Americans increasingly are avoiding getting hitched – not just to their significant others, but to their church. Today, just over half of all adults are married compared to 72% in 1960. Similarly, though the percentage of Americans attending church has remained relatively unchanged for five decades, church membership has plummeted. In fact, there are about as many church members in America today as there were in 1960. This, despite a 40% increase in U.S. population over that same time. Today, less than four in 10 churchgoers are members of their congregation, according to Grey Matter Research.
One might think church membership and marriage are unrelated, but I think they’re actually closely connected. Take the reasons people give for avoiding both. Many co-habiting couples, for example, say their love validates their union, so there’s no need for a piece of paper from the state. Similarly, those who avoid membership argue that the church is organic, not institutional. It’s a living organism comprised of people in relationship with God and each other. So, there’s no need to formally add their name to some church roster.
People who spurn both marriage and church membership also cite bad experiences to justify their aversion to commitment. Confirmed singles often recall their parent’s divorce or bad marriage. Similarly, those who avoid membership frequently tell of rancorous church splits and hypocritical church members.

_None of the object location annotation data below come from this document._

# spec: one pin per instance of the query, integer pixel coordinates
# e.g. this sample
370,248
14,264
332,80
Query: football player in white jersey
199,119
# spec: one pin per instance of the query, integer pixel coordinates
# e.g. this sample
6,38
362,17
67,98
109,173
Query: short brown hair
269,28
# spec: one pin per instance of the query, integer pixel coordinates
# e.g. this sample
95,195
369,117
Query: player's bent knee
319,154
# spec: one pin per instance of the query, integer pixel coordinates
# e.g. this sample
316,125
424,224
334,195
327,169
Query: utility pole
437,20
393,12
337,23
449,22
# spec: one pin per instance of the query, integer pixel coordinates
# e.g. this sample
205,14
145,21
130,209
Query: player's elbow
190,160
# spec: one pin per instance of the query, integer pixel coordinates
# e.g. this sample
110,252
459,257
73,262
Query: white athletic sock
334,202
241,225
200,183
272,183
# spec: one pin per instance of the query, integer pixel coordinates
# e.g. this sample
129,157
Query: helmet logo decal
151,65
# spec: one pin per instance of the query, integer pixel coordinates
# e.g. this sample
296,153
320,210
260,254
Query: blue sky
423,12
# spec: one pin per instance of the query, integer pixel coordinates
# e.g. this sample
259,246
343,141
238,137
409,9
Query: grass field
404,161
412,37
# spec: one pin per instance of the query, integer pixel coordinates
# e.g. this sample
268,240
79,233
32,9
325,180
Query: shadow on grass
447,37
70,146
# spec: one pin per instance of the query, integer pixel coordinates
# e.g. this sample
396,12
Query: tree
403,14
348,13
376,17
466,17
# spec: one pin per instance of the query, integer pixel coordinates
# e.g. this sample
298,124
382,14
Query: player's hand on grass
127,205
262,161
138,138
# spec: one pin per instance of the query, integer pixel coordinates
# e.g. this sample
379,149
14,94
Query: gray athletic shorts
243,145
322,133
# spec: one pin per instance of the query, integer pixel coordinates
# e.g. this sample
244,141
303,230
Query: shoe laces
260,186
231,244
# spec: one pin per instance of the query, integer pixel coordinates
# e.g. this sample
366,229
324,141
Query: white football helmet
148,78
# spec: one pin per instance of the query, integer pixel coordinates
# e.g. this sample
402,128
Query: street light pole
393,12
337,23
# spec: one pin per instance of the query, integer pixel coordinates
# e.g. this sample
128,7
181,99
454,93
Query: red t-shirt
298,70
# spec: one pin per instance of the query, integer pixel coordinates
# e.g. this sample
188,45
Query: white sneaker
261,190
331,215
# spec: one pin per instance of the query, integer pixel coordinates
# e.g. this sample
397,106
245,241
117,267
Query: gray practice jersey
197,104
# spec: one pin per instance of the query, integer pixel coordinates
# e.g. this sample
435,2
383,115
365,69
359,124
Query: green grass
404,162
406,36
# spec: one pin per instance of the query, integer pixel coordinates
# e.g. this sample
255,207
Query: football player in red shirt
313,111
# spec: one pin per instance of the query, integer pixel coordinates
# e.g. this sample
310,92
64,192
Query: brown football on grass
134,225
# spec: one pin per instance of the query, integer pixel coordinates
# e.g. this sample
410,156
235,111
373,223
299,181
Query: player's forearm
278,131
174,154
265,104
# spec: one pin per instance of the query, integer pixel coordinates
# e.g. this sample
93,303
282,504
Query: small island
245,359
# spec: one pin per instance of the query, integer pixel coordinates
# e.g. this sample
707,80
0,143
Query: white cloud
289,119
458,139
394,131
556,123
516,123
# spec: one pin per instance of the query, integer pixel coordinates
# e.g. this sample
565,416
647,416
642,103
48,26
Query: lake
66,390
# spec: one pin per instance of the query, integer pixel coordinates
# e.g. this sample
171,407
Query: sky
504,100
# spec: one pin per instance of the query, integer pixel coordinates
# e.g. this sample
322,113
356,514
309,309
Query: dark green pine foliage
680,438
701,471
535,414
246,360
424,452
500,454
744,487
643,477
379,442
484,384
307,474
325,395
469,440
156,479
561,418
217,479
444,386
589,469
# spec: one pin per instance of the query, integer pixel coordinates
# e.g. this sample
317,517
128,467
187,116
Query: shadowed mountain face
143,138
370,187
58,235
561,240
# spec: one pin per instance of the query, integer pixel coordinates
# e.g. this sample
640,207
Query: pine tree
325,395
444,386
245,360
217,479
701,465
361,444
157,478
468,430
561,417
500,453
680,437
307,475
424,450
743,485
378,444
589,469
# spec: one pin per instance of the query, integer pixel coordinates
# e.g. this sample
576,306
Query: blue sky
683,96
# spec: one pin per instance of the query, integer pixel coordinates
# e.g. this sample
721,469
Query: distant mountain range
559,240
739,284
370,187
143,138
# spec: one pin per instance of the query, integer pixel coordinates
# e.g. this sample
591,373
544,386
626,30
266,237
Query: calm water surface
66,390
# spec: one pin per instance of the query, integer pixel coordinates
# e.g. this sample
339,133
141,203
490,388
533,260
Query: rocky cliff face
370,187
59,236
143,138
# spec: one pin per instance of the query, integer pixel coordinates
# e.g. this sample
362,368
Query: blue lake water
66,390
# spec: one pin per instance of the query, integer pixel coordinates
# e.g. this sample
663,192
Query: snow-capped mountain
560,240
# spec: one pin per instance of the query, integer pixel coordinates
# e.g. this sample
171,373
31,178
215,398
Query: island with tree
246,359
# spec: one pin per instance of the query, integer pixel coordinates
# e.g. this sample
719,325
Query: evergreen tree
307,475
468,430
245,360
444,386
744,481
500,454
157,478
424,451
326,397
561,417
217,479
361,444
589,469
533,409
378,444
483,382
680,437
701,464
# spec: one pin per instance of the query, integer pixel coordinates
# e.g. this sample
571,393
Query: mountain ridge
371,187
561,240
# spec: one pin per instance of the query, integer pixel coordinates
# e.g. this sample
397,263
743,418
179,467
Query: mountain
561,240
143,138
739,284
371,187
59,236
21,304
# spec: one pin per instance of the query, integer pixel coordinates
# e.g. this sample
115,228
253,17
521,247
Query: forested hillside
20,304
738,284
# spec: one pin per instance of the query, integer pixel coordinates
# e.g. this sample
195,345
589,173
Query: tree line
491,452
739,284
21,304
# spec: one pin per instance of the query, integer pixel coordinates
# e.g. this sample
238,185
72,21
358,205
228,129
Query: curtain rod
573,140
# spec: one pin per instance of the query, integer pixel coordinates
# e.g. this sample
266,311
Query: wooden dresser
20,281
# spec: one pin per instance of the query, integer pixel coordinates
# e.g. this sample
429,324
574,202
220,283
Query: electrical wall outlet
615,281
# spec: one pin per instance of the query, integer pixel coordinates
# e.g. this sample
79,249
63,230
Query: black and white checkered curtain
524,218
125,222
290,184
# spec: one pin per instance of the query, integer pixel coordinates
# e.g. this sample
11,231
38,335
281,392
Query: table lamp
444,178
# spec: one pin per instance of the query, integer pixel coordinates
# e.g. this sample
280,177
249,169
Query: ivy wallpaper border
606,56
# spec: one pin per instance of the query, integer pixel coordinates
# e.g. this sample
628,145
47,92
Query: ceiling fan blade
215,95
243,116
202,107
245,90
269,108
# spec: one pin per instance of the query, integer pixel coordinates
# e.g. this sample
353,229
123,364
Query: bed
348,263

However, none of these objections, though understandable, negate marriage or church membership. Churches, like marriages, are comprised of humans, so they’re going to be flawed. And, though it’s true, the local church is organic – it’s also, like marriage, an institution created by God. It’s an outpost, so to speak, of Christ’s kingdom. It’s where we, as citizens of Christ’s kingdom, fully participate in His mission – where our citizenship becomes real, not merely a concept.
So, if you’ve been attending a local church, but have never joined, how about resolving this New Year to get hitched? For better or for worse, it’s a commitment that honors God.